Using the predictive indicators embedded within the VantagePoint platform and its predictive AI technology, we will point out three significant things. We have a bullish crossover indicated by the blue predictive indicator line crossing above the black simple moving average on October 24th. We can combine that with the VantagePoint propriety neural index indicator moving from the RED to the GREEN position on that same day. This indicator measures strength and weakness for a 48-hour period, in this case, strength. The move to the GREEN position further makes the case for a potential bullish scenario. We also have the predicted high and low above yesterday’s actual high and low indicating further weakness. I want to play the VP bullish indication.
If you are strictly a stock trader, simply buying EQR in the $65.50 area is a prudent move. You are anticipating a move to the upside. It is always a good idea to enter a sell-stop order to mitigate potential losses. Placing that sell-stop in the $64.00 area will achieve that goal.
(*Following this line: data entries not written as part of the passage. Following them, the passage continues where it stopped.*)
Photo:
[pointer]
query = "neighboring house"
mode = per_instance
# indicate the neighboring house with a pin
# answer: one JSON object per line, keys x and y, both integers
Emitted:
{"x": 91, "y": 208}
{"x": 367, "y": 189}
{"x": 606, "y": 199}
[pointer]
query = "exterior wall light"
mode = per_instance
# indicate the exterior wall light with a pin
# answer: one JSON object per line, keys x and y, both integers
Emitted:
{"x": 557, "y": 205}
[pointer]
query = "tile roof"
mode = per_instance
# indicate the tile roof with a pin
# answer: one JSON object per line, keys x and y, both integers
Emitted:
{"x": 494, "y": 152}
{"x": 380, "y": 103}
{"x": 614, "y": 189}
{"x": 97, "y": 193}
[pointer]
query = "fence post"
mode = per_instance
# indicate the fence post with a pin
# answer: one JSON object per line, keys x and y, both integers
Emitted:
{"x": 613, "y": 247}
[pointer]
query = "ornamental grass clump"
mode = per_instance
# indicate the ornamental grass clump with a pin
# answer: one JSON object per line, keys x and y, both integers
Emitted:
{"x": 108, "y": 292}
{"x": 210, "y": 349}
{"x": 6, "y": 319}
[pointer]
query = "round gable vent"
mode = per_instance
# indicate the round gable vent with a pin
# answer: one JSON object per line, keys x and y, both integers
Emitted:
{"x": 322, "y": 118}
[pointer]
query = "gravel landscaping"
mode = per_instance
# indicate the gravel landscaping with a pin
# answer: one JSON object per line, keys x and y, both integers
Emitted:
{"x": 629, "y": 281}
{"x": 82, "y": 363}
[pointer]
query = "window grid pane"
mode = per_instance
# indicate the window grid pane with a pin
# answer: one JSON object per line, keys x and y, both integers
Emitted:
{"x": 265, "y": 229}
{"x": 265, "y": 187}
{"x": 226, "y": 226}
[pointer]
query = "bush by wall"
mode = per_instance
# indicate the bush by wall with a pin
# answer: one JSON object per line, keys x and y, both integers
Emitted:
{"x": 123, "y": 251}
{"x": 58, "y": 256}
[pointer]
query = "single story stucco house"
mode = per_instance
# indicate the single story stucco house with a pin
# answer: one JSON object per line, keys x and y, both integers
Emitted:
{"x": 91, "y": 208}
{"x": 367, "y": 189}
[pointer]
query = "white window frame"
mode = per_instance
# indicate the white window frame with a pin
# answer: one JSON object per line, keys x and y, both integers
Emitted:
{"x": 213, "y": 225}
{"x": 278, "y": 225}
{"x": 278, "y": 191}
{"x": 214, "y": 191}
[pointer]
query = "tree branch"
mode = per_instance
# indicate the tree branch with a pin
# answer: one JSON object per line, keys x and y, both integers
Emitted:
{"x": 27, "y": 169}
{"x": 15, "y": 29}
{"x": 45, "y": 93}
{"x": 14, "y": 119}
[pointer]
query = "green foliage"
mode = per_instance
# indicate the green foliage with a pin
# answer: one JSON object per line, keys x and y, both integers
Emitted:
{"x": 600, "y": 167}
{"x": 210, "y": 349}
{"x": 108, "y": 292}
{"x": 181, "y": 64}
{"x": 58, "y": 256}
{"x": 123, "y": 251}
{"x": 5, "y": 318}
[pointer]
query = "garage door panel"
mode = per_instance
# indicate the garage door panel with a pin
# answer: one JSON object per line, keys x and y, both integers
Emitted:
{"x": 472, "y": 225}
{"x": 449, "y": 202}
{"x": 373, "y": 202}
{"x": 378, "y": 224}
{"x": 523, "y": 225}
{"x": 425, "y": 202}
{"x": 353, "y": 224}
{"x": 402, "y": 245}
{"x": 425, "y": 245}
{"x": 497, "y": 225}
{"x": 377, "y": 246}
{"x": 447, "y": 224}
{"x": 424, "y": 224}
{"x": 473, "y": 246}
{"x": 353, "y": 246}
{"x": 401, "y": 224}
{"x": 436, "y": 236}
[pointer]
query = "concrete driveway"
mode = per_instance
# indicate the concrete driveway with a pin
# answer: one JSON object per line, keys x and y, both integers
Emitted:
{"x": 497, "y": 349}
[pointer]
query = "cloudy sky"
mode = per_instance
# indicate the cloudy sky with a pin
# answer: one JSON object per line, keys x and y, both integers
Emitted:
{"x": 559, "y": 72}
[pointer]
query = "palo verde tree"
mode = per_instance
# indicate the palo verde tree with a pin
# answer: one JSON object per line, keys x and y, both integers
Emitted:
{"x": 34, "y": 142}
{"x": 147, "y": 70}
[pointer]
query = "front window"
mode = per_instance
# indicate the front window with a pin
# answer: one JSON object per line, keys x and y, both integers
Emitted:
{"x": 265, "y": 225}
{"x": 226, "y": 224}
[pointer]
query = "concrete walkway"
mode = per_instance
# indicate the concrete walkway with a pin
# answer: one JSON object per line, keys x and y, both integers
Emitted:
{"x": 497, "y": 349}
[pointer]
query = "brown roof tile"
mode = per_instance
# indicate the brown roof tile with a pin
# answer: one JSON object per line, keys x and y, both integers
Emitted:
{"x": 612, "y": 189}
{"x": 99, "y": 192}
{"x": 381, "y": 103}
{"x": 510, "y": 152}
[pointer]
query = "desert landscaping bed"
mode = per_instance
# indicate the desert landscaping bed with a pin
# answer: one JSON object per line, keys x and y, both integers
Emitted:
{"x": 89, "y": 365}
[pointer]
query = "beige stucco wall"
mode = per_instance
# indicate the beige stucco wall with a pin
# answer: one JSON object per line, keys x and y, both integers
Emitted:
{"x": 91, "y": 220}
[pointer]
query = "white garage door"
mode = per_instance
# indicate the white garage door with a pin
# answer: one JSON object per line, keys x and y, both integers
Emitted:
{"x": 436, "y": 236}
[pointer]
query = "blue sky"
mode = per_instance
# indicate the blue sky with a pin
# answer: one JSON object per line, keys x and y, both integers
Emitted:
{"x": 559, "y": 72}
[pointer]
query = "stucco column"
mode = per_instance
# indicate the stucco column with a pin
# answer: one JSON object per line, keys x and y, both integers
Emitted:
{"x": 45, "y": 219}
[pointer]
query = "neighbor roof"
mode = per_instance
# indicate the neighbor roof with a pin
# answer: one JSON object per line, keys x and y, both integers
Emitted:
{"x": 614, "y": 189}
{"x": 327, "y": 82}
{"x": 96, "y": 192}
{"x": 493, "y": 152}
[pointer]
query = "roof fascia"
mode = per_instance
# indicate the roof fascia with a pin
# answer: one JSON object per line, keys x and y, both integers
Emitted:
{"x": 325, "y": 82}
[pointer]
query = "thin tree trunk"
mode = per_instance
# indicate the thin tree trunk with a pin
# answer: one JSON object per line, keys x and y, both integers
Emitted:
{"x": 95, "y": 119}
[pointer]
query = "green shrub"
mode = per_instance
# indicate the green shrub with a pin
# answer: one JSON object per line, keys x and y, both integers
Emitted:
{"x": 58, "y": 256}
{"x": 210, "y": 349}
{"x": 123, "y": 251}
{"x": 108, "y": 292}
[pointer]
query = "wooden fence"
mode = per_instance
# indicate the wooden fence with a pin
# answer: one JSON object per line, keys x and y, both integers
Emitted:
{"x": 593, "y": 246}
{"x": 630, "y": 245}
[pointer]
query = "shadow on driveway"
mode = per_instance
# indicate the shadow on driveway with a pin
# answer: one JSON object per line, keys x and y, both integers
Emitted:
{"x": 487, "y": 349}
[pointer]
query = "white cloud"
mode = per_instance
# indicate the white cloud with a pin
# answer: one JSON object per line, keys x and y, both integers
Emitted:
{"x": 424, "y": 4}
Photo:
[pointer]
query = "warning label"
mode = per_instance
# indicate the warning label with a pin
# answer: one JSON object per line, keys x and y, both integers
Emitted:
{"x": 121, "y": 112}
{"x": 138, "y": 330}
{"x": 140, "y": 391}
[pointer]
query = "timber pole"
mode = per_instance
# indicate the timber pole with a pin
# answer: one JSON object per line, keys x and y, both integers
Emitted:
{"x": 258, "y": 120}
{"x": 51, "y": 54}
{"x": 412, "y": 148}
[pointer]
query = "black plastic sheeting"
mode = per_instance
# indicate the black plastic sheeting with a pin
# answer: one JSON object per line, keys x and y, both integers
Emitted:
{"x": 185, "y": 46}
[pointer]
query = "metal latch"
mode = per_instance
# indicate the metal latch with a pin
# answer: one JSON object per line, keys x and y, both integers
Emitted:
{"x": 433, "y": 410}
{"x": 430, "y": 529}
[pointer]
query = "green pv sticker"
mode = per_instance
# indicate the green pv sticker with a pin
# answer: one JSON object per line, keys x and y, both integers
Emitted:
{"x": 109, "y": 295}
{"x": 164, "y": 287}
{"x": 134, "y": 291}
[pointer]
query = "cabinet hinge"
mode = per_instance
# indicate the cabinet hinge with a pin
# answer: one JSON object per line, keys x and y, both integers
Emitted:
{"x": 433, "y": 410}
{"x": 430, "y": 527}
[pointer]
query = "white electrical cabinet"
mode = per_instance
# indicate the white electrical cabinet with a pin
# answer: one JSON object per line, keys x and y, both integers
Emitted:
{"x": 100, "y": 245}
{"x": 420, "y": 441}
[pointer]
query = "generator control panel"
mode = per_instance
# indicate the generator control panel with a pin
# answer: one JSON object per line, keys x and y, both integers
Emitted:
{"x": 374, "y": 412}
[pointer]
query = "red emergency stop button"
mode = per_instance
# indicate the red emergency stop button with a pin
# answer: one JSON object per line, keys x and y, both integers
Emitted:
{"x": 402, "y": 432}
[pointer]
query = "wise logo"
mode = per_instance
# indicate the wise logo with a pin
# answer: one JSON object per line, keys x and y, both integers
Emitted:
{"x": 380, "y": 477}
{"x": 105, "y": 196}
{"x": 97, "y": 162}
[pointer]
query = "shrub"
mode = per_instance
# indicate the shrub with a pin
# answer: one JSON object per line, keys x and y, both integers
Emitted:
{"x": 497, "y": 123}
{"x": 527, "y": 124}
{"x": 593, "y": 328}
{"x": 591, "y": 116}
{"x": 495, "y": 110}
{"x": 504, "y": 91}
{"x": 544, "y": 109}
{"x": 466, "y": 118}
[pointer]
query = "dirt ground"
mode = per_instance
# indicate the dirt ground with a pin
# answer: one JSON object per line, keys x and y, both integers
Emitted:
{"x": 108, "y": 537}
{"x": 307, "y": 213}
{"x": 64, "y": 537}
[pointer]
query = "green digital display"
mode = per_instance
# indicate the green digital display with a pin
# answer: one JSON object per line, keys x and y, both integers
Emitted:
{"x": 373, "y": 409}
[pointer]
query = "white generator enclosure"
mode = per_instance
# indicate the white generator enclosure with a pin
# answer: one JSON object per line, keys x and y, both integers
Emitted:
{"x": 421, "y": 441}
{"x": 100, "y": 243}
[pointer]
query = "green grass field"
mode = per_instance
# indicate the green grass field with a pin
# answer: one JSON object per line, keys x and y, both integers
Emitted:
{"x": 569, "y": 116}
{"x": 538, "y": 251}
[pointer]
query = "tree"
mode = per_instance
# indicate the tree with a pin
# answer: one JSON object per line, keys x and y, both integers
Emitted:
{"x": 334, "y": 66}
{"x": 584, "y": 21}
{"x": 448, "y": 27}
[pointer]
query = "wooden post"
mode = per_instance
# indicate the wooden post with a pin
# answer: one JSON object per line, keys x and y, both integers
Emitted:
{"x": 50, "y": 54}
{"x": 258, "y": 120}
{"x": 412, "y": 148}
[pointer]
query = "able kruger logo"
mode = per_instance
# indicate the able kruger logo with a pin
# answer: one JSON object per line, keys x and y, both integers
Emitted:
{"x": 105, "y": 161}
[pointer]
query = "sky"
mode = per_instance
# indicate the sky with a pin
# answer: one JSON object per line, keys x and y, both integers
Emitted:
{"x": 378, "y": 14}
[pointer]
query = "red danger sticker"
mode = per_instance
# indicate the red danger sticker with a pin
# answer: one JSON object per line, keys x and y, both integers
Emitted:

For active traders with a shorter investment time horizon, you can consider a setup utilizing options. Given the market conditions outlined above, taking an active, premium debit approach may be the best path to success.
Because of the reasons given above, the purchase of a debit call spread may be one way to approach this situation. You will first want to calculate your target strike. In order to do this, you will need three pieces of data: current price, expiration date and the implied volatility associated with that expiration date. For EQR, that yields a targeted strike of ~$70. You may want to consider the EQR November 16th regular monthly expiration 67.5/70 call spread, buying it for $0.55. The most you can lose is the premium paid and the most you can gain is the width of the wider spread less any premium paid. Max risk = $0.55 and max reward = $1.95. This means that you are getting odds of 3.55:1.
Given the trading and market environment outlined above, a trader must evaluate whether this reward/risk ratio is appropriate for his/her risk tolerance.
You may recall our bullish to neutral position that we identified in Kohl’s (Ticker:KSS) earlier this week. Specifically, the November 2nd weekly expiration 70/71 put spread, selling it for $0.35. The most you can gain is the premium collected and the most you can lose is the width of the wider spread less any premium collected. Max gain = $0.35 and max loss = $0.65. The market has been an absolute washout this week, but look at the KSS chart:
Even given the market movement this week that saw all the 2018 gains for both the Dow Jones Industrial Index and the S&P 500 vanish, KSS held its ground. We are continuing to hold this position.